"No, 'tofu' isn't short for 'toe fungus'!"
Add a playful touch to any space with our soybean samurai pillows—comfort meets comedy for fans who like their décor with a spicy twist.
"No, 'tofu' isn't short for 'toe fungus'!"
'You forget, I'm a blackbelt in powerpoint.'
Decapitated coffee.
'I'm into natural foods, Joe -- give me a martini with a soybean in it.'
Investment analyst Renald P. is going to frighten the market.
Honour Being Served 'Apps at Dawn'.
"I'm now too old to produce milk, and I can't afford to retire as yet, so I've had to diversify..."
No one ever tried to rob the Samurai Bank.
"I hab peenut buffer stok to woof of my mout!"
'Real? No. They're all made out of soy and tofu. We wanted to crack the meatless industry up a few notches.'
Uncle Sam argues about pollution with China.
"When you came down for a snack last night, did you see a plate of dog food in here?"
'More versatile than you think - the building is made of tofu.'
'I'm into natural foods, Joe -- give me a martini with a soybean in it.'
The 24/7 Samurai
Vegan Voldemort
When vegans pose for photos.
'On the bill of lading it says 'humbly assembled household robots without intention to cause injury on export market'.'
Born to raise soy beans.
Record soy bean crop
"Being a vegan should be considered an extreme sport."
'Today is the day that 'Black Bean Couscous' kicks 'Classic Macaroni Salad' butt.'
News Samurai
"It's a club sandwich. It's like sushi but with bread."
"My first soybean."
"Plan B is to commit ritual suicide."
Boss, I need to go home, I have an awful toothache. I can't focus. I can't concentrate. It's like someone's stabbing me in the face with a Samurai sword. Oh, that's not that bad. Let me know when it feels more like a Ninja sword. I'm not sure there's a difference. Apparently you can focus just fine.
Free-range tofu.
'Oh no, it's a shogun wedding!'
"Thank you for your submission! This is a notification that your rejection letter is being prepared and will be sent out as soon as possible."
Air Vent
Shed pounds fast the Japanese way, without any dieting or exercise! (Caution: May cause shortness)

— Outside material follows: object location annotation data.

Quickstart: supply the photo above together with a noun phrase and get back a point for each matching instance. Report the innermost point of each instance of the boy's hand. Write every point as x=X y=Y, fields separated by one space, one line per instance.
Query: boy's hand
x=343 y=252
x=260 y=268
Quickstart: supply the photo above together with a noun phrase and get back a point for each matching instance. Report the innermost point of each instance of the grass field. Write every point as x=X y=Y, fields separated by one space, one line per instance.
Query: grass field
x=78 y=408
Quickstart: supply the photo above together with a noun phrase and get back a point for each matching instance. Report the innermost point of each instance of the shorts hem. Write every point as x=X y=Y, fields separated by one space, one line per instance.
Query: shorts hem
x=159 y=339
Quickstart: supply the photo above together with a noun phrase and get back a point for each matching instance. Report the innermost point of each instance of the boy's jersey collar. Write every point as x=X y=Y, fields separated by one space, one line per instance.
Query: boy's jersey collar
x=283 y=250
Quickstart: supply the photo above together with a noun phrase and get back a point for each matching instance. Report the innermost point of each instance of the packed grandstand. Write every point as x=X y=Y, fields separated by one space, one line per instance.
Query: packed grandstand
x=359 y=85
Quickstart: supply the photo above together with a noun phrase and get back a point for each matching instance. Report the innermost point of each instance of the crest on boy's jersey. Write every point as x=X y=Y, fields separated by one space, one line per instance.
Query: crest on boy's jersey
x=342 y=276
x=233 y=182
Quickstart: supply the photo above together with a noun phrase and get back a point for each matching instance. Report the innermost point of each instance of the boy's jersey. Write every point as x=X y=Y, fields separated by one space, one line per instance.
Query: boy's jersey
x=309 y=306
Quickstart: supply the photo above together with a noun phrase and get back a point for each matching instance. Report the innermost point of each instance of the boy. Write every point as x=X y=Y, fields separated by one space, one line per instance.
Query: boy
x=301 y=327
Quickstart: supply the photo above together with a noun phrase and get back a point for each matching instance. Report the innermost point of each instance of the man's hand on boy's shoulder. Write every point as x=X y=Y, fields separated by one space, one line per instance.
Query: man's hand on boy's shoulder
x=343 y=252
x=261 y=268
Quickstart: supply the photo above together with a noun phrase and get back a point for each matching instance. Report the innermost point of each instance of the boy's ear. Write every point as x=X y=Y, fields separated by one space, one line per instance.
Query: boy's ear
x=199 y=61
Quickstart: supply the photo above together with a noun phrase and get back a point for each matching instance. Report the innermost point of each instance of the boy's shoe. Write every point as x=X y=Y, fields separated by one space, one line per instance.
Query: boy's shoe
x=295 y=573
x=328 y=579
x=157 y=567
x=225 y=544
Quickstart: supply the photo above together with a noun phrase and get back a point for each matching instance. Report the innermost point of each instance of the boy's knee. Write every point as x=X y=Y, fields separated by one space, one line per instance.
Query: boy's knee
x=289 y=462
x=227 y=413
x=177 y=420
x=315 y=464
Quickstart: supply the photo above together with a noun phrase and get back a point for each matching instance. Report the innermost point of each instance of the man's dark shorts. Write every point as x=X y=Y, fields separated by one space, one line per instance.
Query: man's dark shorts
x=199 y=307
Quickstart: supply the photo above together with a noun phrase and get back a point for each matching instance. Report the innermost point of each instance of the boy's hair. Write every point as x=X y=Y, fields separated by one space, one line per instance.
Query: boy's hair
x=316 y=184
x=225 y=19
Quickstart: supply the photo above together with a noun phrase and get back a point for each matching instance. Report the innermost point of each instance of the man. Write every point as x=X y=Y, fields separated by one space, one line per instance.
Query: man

101 uses of a dead cat: samurai armour.
"Oh boy, let's hope it's a soy-sausage..."
Explore our collection of soybean samurai mugs and find the perfect humorous gift that captures the spicy spirit and creativity of this quirky interest.
Browse our soybean samurai prints—artistic and vibrant, perfect for showcasing this spicy fascination on your walls.
Discover our soybean samurai t-shirts—ideal for fans who want to wear their love for spice and humor with pride.